The room grew heavier with silence. Pranav's mind swirled, the storm of anger, confusion, and realization building into a perfect intensity. His mother had survived. She had been alive somewhere, hidden, for all these years. And every step he had taken, every lead he had chased, had been guiding him closer to her without him even knowing it.
He leaned forward again, voice controlled but sharp. "I need names. Every person involved, every facilitator, every accomplice. Even partial information. If she's alive, I need to find her before they realize we're onto them."
Mitchell's eyes flicked nervously to the window. "I can give you some names," he said finally. "But be careful. This isn't a game. Every person you confront knows more than you think. Some of them… some of them will kill to protect the plan."
Pranav's heartbeat quickened. Danger was no longer theoretical; it was imminent. But he felt no fear, only the controlled, burning intensity of purpose. "Then give me everything," he said. "And if anyone gets in the way… they'll regret it."
Mitchell nodded slowly, pulling a folder from a drawer. He handed it across the table to Pranav. "Start here," he said. "These are partial connections—people who facilitated logistics, communications, and medical oversight. It's not complete, but it's enough to begin."
Pranav opened the folder carefully, his eyes scanning the pages. Each name, each note, each cross-reference was a spark, lighting the path toward the truth. He felt the rush of adrenaline, the electric clarity of purpose. Every step, every detail, every revelation was drawing him closer to his mother—and closer to the shadows lurking behind the chaos.
As he closed the folder, he glanced at Mitchell, who remained seated, composed but wary. "One more thing," Pranav said. "If I find out you withheld anything…"
Mitchell raised a hand, interrupting him. "You won't. I've given you everything I can. That's all I know, all I've been told, all I've seen. Beyond this… you're on your own."
Pranav didn't flinch.

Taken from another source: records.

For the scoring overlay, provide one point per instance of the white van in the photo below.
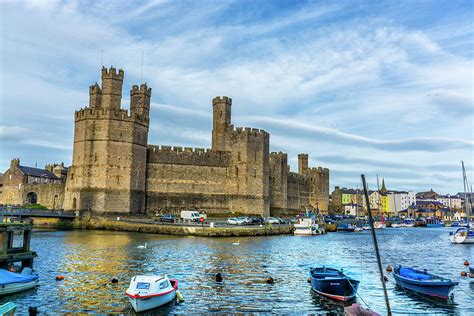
(190, 216)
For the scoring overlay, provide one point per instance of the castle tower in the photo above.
(221, 127)
(111, 88)
(140, 100)
(108, 171)
(302, 164)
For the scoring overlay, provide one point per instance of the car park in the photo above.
(170, 218)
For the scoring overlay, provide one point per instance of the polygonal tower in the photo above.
(110, 147)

He knew the risks, and he welcomed them. Every shadow, every secret, every danger only sharpened his focus. He pocketed the folder, straightened his back, and looked at Mitchell one last time. "Thank you. But I won't stop. Not until I bring her home."
As he stepped out into the cool Canberra night, the city lights flickering like distant stars, Pranav realized one immutable truth: the web of lies was larger than he had imagined. But he was ready. And no shadow, no manipulation, no orchestrated chaos would stop him from finding his mother.
The paths were diverging, yes—but he would walk every path, confront every lie, and expose every secret. The shadows in Canberra were deep, but his resolve burned brighter than any darkness.
And somewhere in that tangle of secrets, his mother waited.